Donna Malane’s Diane Rowe is a Wellington-based missing persons expert. So she is consulted when the body of an unknown man is discovered in Rimutaka State Forest. The place where the body was found is in remote part of the forest, so it’s not surprising that it’s been there for a very long time. In fact, Rowe learns that the body has been there since the mid-1970s. At this point there’s vey little evidence to go on, but Rowe uses the little bits of information she does have to try to find out who the man was. The fact that the body was found in such an inacessible place certainly doesn’t make her task any easier, but Rowe eventually learns the truth about this ‘John Doe.’
In Alexander McCall Smith’s Tears of the Giraffe Mma. Precious Ramotswe meets a new client, American ex-pat Andrea Curtin. Ten years ago, she and her husband were living in Botswana with their son Michael. When his parents returned to the US, Michael chose to remain behind and join an eco-commune. Not very long after joining that community he disappeared and was presumed killed by an animal. Now Andrea has returned to try to get some closure and find out what really happened to her son. Mma. Ramotswe agrees to find out what she can. Little by little, she traces Michael’s last months and weeks and in the end, she discovers the truth. Throughout the investigation though, her efforts are made all the more difficult by the fact that the community is in such a remote area that just about anything could have happened, and no-one would know.

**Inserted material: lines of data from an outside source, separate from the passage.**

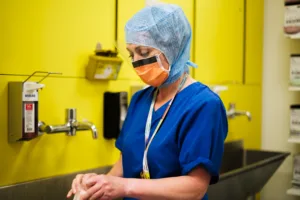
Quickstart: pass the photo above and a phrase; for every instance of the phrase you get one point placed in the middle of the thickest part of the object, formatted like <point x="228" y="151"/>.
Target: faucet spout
<point x="86" y="126"/>
<point x="71" y="126"/>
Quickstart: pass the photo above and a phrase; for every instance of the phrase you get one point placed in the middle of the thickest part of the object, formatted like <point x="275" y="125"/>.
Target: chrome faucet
<point x="232" y="113"/>
<point x="71" y="126"/>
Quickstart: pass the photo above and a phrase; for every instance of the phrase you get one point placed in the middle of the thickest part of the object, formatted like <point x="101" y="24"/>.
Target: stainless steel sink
<point x="244" y="172"/>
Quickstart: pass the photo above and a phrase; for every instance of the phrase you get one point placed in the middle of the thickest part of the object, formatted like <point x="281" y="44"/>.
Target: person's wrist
<point x="126" y="185"/>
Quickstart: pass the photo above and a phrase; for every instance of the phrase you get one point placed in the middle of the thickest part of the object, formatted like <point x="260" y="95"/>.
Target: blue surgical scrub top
<point x="191" y="135"/>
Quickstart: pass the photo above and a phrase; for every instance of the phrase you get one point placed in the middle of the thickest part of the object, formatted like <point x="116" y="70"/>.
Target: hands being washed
<point x="97" y="187"/>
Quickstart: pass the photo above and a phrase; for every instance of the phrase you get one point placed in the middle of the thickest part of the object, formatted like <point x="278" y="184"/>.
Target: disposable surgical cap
<point x="166" y="28"/>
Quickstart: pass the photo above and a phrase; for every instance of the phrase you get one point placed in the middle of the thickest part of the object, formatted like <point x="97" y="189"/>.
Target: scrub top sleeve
<point x="201" y="138"/>
<point x="119" y="141"/>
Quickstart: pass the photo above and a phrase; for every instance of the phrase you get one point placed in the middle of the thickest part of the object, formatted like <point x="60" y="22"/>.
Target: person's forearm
<point x="117" y="169"/>
<point x="183" y="187"/>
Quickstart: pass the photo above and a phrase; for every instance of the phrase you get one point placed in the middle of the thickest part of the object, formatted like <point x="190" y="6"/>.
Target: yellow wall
<point x="56" y="36"/>
<point x="59" y="36"/>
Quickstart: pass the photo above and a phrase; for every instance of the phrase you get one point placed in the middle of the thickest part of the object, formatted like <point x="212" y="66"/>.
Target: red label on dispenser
<point x="29" y="118"/>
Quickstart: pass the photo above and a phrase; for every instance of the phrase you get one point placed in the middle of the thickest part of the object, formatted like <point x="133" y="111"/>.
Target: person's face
<point x="138" y="52"/>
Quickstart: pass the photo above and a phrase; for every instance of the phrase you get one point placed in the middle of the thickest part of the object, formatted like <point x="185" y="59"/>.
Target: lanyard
<point x="145" y="174"/>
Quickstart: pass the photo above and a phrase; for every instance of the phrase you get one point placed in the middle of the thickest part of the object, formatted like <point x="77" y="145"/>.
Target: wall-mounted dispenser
<point x="115" y="110"/>
<point x="103" y="65"/>
<point x="23" y="108"/>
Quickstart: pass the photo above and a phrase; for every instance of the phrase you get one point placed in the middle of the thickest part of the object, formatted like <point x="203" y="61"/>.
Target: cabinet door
<point x="55" y="36"/>
<point x="219" y="44"/>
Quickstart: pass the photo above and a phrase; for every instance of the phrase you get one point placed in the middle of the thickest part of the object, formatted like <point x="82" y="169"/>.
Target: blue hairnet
<point x="163" y="27"/>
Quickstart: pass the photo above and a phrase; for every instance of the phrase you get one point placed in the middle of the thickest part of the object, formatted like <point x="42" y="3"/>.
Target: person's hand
<point x="104" y="187"/>
<point x="79" y="183"/>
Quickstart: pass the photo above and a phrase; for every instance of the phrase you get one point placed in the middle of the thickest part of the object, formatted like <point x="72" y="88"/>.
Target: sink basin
<point x="244" y="172"/>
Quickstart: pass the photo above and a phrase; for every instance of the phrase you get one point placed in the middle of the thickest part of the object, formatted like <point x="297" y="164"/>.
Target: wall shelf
<point x="294" y="88"/>
<point x="293" y="191"/>
<point x="294" y="140"/>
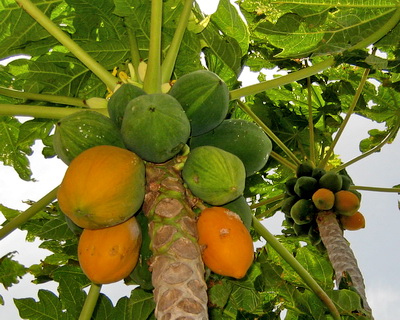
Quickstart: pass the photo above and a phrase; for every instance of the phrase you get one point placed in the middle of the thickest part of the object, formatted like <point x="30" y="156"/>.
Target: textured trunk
<point x="177" y="268"/>
<point x="340" y="254"/>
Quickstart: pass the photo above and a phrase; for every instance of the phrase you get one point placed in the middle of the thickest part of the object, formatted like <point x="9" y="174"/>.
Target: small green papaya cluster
<point x="312" y="190"/>
<point x="156" y="127"/>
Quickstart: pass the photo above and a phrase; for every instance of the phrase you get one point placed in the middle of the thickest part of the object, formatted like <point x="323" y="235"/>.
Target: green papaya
<point x="304" y="169"/>
<point x="303" y="211"/>
<point x="82" y="130"/>
<point x="305" y="187"/>
<point x="119" y="101"/>
<point x="204" y="97"/>
<point x="332" y="181"/>
<point x="242" y="209"/>
<point x="155" y="127"/>
<point x="214" y="175"/>
<point x="243" y="138"/>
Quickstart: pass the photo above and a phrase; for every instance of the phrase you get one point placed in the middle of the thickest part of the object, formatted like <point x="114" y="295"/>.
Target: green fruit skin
<point x="155" y="127"/>
<point x="214" y="175"/>
<point x="83" y="130"/>
<point x="242" y="138"/>
<point x="242" y="209"/>
<point x="305" y="187"/>
<point x="331" y="181"/>
<point x="304" y="169"/>
<point x="204" y="97"/>
<point x="119" y="101"/>
<point x="303" y="211"/>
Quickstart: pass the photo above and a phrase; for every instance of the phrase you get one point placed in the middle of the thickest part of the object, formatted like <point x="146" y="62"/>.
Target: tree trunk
<point x="176" y="265"/>
<point x="340" y="254"/>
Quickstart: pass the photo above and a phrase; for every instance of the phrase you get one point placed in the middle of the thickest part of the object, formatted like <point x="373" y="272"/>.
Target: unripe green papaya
<point x="331" y="180"/>
<point x="305" y="187"/>
<point x="304" y="169"/>
<point x="243" y="138"/>
<point x="303" y="211"/>
<point x="155" y="127"/>
<point x="317" y="173"/>
<point x="204" y="97"/>
<point x="214" y="175"/>
<point x="119" y="101"/>
<point x="242" y="209"/>
<point x="83" y="130"/>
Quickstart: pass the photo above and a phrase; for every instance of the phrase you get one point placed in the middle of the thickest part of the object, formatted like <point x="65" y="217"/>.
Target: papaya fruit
<point x="346" y="203"/>
<point x="242" y="209"/>
<point x="102" y="186"/>
<point x="83" y="130"/>
<point x="119" y="101"/>
<point x="331" y="180"/>
<point x="303" y="211"/>
<point x="305" y="186"/>
<point x="323" y="199"/>
<point x="155" y="127"/>
<point x="354" y="222"/>
<point x="243" y="138"/>
<point x="304" y="169"/>
<point x="214" y="175"/>
<point x="227" y="246"/>
<point x="317" y="173"/>
<point x="205" y="98"/>
<point x="110" y="254"/>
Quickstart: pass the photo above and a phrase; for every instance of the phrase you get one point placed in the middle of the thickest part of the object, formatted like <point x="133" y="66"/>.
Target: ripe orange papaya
<point x="227" y="246"/>
<point x="102" y="186"/>
<point x="110" y="254"/>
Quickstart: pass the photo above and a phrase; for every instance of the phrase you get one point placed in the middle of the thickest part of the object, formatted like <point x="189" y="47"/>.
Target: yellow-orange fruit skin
<point x="323" y="199"/>
<point x="354" y="222"/>
<point x="102" y="186"/>
<point x="110" y="254"/>
<point x="227" y="247"/>
<point x="346" y="203"/>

Some fictional killers opt for bodies of water as places to leave bodies. The advantage of that is that lots of evidence gets washed away or at the very least considerably altered. That can often include evidence like time of death. That’s what happens for instance in Peter Lovesey’s The Last Detective: Introducing Superintendant Peter Diamond. One evening, the body of an unknown woman is found at Chew Valley Lake, near Bristol. It’s difficult to discover who the victim is at first, in part because of having been submerged. After a few false starts, the woman is identified as TV personality Geraldine ‘Gerry’ Jackman. Because the body’s been left at the lake, it’s very difficult to trace the body back to the scene of the actual murder, and thus to the killer. Superintedant Peter Diamond and his assistant John Wigfull start of course with the victim’s husband. But there’s no clear evidence against him; nor is there an obvious motive. And there turn out to be other suspects too. As it turns out, the fact that the body was left in the lake add several complications to the case.

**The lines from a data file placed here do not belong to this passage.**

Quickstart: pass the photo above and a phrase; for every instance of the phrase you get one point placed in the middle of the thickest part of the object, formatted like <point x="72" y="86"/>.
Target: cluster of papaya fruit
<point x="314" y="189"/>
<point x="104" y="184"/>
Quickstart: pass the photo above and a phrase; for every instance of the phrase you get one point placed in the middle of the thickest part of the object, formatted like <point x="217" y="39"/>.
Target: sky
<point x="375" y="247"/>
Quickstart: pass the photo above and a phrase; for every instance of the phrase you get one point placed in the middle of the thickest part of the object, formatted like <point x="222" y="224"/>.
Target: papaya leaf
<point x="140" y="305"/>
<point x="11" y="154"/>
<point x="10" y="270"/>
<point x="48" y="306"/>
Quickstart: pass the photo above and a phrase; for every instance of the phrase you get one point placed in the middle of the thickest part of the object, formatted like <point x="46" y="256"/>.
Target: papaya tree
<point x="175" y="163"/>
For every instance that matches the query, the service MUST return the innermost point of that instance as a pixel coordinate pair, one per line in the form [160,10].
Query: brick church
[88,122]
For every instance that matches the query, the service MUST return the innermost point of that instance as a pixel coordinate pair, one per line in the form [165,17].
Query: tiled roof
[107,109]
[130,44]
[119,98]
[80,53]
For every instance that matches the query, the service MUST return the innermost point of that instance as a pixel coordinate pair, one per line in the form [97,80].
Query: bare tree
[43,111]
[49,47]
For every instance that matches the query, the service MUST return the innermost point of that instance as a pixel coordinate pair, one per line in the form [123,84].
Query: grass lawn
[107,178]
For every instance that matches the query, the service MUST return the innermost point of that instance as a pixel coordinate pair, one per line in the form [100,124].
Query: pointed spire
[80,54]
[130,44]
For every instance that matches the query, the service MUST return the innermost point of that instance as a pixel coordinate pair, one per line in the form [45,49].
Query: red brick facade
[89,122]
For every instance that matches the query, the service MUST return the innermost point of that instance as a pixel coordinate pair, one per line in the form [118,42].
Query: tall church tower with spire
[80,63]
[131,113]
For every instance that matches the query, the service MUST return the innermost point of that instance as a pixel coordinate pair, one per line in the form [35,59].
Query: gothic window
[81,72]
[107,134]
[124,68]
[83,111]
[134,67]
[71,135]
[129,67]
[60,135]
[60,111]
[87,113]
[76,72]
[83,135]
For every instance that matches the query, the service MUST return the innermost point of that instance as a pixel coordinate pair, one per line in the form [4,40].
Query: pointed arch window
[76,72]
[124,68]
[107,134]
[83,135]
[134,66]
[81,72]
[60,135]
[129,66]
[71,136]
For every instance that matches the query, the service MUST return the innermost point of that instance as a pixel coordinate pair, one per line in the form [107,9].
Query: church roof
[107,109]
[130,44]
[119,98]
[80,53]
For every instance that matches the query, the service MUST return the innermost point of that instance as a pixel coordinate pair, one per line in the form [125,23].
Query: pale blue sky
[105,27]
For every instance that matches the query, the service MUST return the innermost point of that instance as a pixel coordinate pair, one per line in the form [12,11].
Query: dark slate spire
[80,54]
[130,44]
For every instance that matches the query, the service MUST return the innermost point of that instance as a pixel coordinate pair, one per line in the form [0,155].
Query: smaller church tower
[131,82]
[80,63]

The first of Maj Sjöwall and Per Wahlöö’s Martin Beck novels, Roseanna, begins with the discovery of the body of an unknown woman in Sweden’s Lake Vattern. By the time the body is discovered, it’s been several months since the murder, and that’s one reason for which it’s very difficult to find out who the woman is. But after some time, she is identified as Roseanna McGraw, an American who was visiting Sweden when she was killed. The water has not just hidden the body, but also obliterated obvious evidence. So it takes a great deal of time and effort for Stockholm police inspector Martin Beck and his team to connect the victim with her killer. In the end though, and after a lot of perseverance, the team solves the case. There are of course lots of other examples too of fictional killers who use water as a place to leave a body (I know, I know, fans of Dorothy Sayers’ Have His Carcase and of Angela Savage’s The Dying Beach).
For a different and darkly funny take on moving bodies, you may want to check out Rob Kitchin’s Stiffed. When Tadgh Maguire wakes one more morning after a night of drinking, he has much bigger problems than just his hangover. The body of local gangster Tony Marino is next to him in his bead. Maguire knows how short his life span will become if it gets around that he killed Marino, so he decides that the only thing to do is move the body. And that’s when the real trouble begins…
The less evidence there is, the harder it is for the police to link a murder victim to a killer. And the harder it is to find a body, the more time goes by and the less evidence is available. So it’s little wonder there are so many fictional examples of bodies left in remote areas or iin water. Ther are dozens of examples in crime fiction; which ones stand out for you?
ps. The ‘photo is of the Mojave Desert of Eastern California and Western Nevada. Lots of likely places there…
*NOTE: The title of this post is a line from Ritchie Cordell’s I Think We’re Alone Now, made famous by Tommy James and the Shondells.